Diagnosis of BCNS is based on fulfillment of well-developed criteria. Two major criteria or one major and two minor criteria must be met to make the diagnosis. The six major criteria are (1) more than two BCCs; (2) palmar and plantar pitting; (3) odontogenic jaw cysts; (4) abnormalities of the ribs, including bifid or splayed ribs; (5) calcification of the falx cerebri; and (6) first-degree relative diagnosed with BCNS. The minor criteria are (1) congenital malformations (frontal bossing, hypertelorism, cleft palate, coloboma); (2) ovarian or cardiac fibromas; (3) macrocephaly; (4) skeletal abnormalities (scoliosis, syndactyly, Sprengel deformity of the scapula, pectus deformity); (5) medulloblastoma; and (6) other radiological abnormalities, including phalangeal lucencies in a flame shape and vertebral fusion.

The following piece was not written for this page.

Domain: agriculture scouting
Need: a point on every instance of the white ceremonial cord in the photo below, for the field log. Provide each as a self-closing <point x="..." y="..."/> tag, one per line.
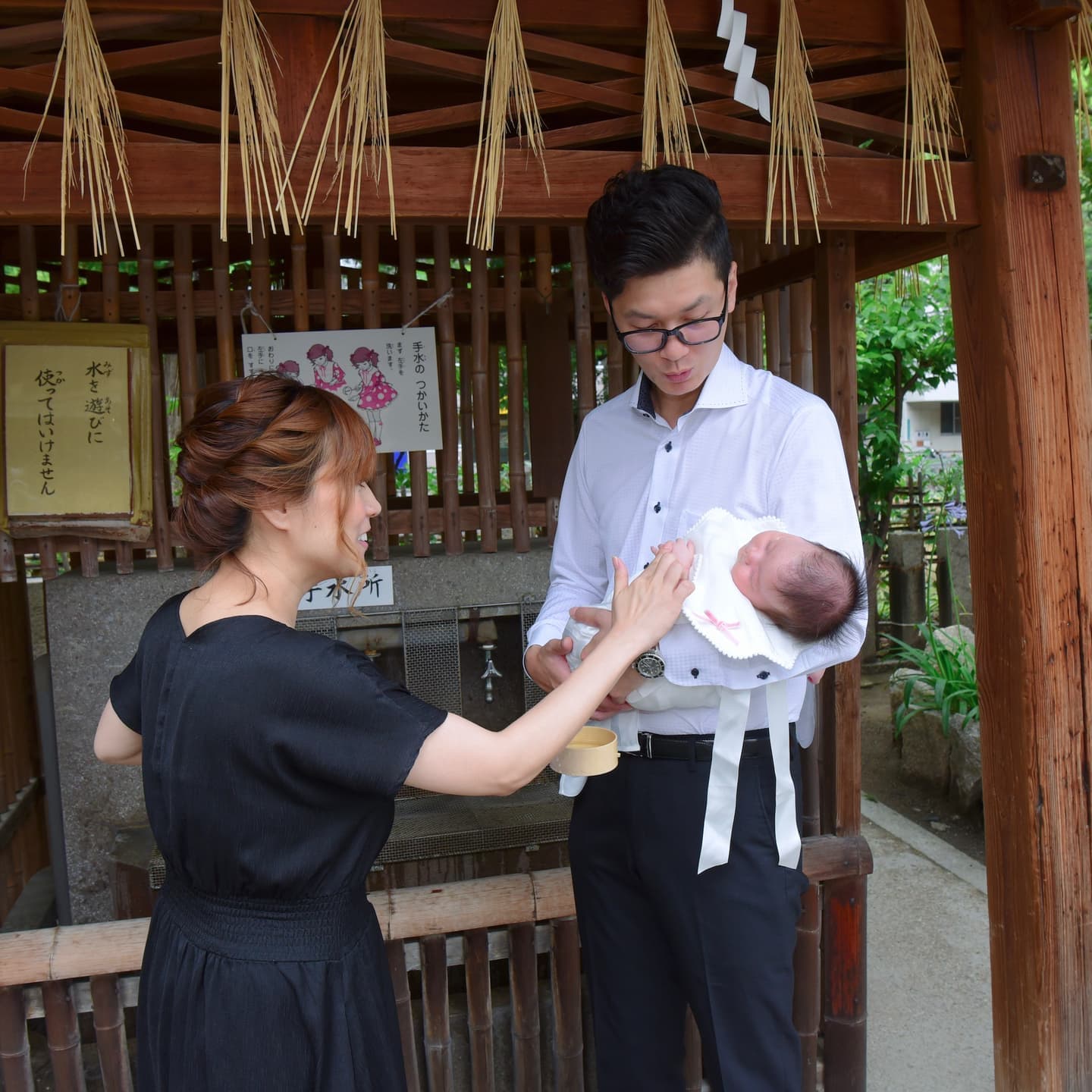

Pathogenesis: BCNS is caused by to a defect in the PTCH1 gene on the long arm of chromosome 9. This gene is responsible for encoding the sonic hedgehog receptor protein that is found on many cell membranes. In normal physiological states, the transmembrane protein encoded by PTCH1 binds to the smoothened protein, turning off downstream cell signaling and ultimately decreasing cell proliferation. When the gene is mutated or when excessive sonic hedgehog protein is present, inhibition of the smoothened protein is removed, leading to uncontrolled cell signaling and a dramatically increased risk of cancer. Patients with BCNS are more sensitive to damage from ultraviolet light and radiation than normal controls.

Histology: BCC in the BCNS syndrome is histologically the same as any other BCC, and there are no distinguishing factors.

Treatment: BCCs tend to be multiple. Routine skin examinations and prompt removal of basal cell skin cancers help decrease the size of scarring and disfigurement resulting from surgery. All patients need to be educated at an early age on avoiding excessive sun exposure, tanning, and unnecessary radiation exposure from medical testing, because all of these increase the likelihood of BCC development. Many ongoing research protocols are looking at oral agents to decrease the abnormal hedgehog signaling pathway; such studies may lead to medical options for these patients in the future. Jaw cysts are best removed surgically to relieve pain and discomfort. Medulloblastoma is a serious, life-threatening tumor most commonly seen in early childhood, before the age of 4 years. Surgical and chemotherapeutic options exist.